Although Lutherans bristle at change, she says that real "change is possible -- but it's really hard." Kelly outlined five hurdles Lutherans have to get over to follow the Spirit out of our comfort zone and into the company of strangers:
  1. Experience -- Many Lutherans have had bad experiences of others "sharing" the faith with them. We need to acknowledge them and tell our own stories, and listen carefully to Jesus' command to love our neighbors. She quoted colleague Pat Kiefert: One day Lutherans are going to have to answer for the way we have not loved our neighbors.
  2. Ethnicity/"family" -- "Being a Lutheran is a family affair." 40% of ELCA members have been in the same congregation more than 20 years, 63% more than 10 years. 3 in 4 ELCA members have been Lutheran their entire lives. It can be very difficult for strangers to fit in. If our core is not being German or Swedish or using the green book but about God always coming down, our theological core, we can be freed up to interact with strangers from a position of comfort. ELCA churches need to celebrate their history, in the sense that every one was a congregation planted by immigrants. We need to take the same risks they were willing to take to spread the Gospel in a new land.

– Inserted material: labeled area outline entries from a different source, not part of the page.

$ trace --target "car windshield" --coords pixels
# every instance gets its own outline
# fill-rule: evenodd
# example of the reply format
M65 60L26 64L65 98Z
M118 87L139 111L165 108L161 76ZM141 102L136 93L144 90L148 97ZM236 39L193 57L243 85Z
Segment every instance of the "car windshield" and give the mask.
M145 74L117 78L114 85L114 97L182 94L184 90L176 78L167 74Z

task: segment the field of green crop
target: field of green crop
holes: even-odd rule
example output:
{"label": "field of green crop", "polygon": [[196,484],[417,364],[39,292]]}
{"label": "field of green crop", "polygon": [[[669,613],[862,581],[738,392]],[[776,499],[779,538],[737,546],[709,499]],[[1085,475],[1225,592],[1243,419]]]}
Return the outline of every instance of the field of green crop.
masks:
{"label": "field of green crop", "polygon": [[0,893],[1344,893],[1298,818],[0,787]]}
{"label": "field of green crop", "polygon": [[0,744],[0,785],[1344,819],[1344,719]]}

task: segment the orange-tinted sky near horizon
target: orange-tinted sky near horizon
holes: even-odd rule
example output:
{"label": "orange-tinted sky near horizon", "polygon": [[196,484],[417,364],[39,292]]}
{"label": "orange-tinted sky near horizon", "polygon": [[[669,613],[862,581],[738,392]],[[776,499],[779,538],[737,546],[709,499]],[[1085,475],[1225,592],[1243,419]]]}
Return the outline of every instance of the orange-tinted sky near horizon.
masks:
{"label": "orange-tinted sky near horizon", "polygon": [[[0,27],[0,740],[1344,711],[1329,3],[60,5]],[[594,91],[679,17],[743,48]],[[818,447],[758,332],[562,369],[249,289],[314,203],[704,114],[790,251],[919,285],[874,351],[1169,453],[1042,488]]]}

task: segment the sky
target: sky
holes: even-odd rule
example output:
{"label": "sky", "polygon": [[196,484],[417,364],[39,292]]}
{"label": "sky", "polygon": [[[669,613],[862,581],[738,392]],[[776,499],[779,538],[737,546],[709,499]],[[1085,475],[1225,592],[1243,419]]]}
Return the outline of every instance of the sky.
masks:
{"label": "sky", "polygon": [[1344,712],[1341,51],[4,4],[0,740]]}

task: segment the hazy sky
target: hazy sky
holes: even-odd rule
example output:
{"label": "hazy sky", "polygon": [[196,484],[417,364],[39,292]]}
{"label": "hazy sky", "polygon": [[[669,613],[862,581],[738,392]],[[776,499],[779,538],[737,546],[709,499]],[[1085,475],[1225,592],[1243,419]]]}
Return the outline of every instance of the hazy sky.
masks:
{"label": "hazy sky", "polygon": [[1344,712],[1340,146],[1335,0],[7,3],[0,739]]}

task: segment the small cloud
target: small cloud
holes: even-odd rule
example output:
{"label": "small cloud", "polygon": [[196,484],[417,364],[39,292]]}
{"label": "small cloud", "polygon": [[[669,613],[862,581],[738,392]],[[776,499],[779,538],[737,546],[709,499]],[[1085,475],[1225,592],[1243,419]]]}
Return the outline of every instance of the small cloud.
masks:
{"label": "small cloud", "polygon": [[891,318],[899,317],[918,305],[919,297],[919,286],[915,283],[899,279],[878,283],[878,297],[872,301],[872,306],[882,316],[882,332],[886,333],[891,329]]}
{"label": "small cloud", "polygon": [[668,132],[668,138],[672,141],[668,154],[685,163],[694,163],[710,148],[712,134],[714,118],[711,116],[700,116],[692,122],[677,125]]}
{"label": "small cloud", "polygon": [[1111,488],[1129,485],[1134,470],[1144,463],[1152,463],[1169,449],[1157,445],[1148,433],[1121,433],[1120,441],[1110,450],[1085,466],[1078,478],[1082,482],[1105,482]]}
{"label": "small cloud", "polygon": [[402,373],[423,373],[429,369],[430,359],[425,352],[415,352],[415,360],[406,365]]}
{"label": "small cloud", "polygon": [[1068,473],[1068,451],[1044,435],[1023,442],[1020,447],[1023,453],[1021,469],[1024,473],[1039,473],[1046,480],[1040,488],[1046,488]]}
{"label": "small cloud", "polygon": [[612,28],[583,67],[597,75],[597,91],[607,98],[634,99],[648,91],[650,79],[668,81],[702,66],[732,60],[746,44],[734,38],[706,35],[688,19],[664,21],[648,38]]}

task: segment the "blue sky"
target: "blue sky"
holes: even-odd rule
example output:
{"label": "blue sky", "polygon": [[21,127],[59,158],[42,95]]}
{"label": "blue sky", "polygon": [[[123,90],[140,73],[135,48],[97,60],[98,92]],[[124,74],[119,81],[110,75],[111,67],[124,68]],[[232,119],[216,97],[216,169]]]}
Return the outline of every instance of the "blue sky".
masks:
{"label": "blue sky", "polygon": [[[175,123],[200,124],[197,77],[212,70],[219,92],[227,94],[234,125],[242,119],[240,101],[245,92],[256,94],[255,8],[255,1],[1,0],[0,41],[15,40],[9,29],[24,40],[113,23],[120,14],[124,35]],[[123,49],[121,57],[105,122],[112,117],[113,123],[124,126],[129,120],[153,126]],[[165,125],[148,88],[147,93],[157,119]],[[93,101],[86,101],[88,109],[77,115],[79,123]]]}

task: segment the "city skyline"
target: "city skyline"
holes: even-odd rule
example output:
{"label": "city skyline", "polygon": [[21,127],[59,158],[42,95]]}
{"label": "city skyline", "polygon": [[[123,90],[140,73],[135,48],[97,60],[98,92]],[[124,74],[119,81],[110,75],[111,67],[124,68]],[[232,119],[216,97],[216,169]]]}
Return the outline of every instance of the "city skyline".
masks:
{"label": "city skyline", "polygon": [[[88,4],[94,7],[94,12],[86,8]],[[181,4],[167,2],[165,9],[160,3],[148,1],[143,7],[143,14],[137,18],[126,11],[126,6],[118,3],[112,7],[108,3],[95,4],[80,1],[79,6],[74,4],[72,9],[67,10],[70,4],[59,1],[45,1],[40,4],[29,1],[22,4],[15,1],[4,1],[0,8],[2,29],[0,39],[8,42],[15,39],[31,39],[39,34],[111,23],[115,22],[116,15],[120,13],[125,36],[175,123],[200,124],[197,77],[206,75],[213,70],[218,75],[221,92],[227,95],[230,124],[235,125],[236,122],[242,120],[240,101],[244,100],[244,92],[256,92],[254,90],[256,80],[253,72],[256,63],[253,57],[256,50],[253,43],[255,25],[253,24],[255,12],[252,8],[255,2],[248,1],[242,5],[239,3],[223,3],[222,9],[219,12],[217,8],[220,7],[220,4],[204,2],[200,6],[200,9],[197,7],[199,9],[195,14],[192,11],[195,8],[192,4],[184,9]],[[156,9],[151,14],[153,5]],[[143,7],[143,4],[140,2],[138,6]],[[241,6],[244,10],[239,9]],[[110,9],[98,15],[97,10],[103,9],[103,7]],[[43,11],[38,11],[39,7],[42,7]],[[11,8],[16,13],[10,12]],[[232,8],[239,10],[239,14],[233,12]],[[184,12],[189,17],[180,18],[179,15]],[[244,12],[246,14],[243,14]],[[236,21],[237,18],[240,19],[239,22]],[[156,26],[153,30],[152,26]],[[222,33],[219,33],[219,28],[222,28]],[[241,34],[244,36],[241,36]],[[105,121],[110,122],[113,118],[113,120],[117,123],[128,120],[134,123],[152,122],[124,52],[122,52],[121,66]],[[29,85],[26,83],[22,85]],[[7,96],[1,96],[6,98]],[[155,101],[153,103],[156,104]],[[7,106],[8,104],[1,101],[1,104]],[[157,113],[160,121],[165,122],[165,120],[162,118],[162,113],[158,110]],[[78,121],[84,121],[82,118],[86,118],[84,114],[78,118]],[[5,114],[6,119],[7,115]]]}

  3. "Everything goes" -- We need to resist the postmodern temptation to say all ideas, experiences and faith are OK and practice bold humility in the style of Lesslie Newbigin: Boldly proclaim that in Jesus God has changed our lives and can change our world; yet humbly admit that we don't have all the answers. "As theologians of the cross, we know that God is full of surprises," she said.
  4. "Empty doctrine" -- We have a core central doctrine -- "God comes down" -- we are justified by faith and trust in God, not by what we do. Luther poured his life into making sure everyone else on the planet knew this. 500 years later, Kelly said, we have his words, but without the model of his life we are left with "We don't have to do anything." We need to reconnect this great gift of salvation to the call to discipleship. We need to be free to give ourselves away, to be salt and light to the world.
  5. Ecclesiology -- Lutherans use shorthand from Article VII of the Augsburg Confession to describe ministry of word and sacrament. Kelly argues that we need to expand that to word, sacrament and community. The article begins by defining the church as the assembly of saints, and "an assembly is intended to be a party." She offered this definition of church for the age of the mission field: "The church is people of God created by the Holy Spirit to proclaim the gospel of Jesus Christ in word and deed." And that means doing church differently.
The church of Acts was out in the world, and when the met it was to prepare them to go "out there." Kelly noted that "The question isn't are we going to be the church in the world? The question is what kind of church are we going to be?

To "get out there" she offered five strategic behaviors of the church in Acts:
  1. Pray always. Help people listen to God's voice in scripture rather than telling them what the bible says.
  2. Set people free. Jesus told the disciples to be witnesses, then left them to figure out the details. Church leaders need to learn to jet ski -- when you start getting wobbly, go faster. When congregations are in trouble and feel scared, they want to put the brakes on and make up all kinds of rules. Instead, move forward.
  3. Take action. "It's not called the book of thoughts." Ask what needs to stop and what is getting in the way of people taking action. If people need more than 5 sec to explain what they need to start a new ministry, there is too much bureaucracy.
  4. Expect surprises. God promises to give us whatever we need when he calls us. "If Martin Luther would show up and see what we have done in the name of Good Order, he would have a 96th thesis."
  5. Be hopeful. "Our God brings light out of darkness and life out of death. If we fail, what is the worst that would happen."
Lutherans have a reputation in some places for being nay-sayers. She challenged us to become congregations of why-not sayers. Why can't we start this new ministry? Why can't we welcome the stranger?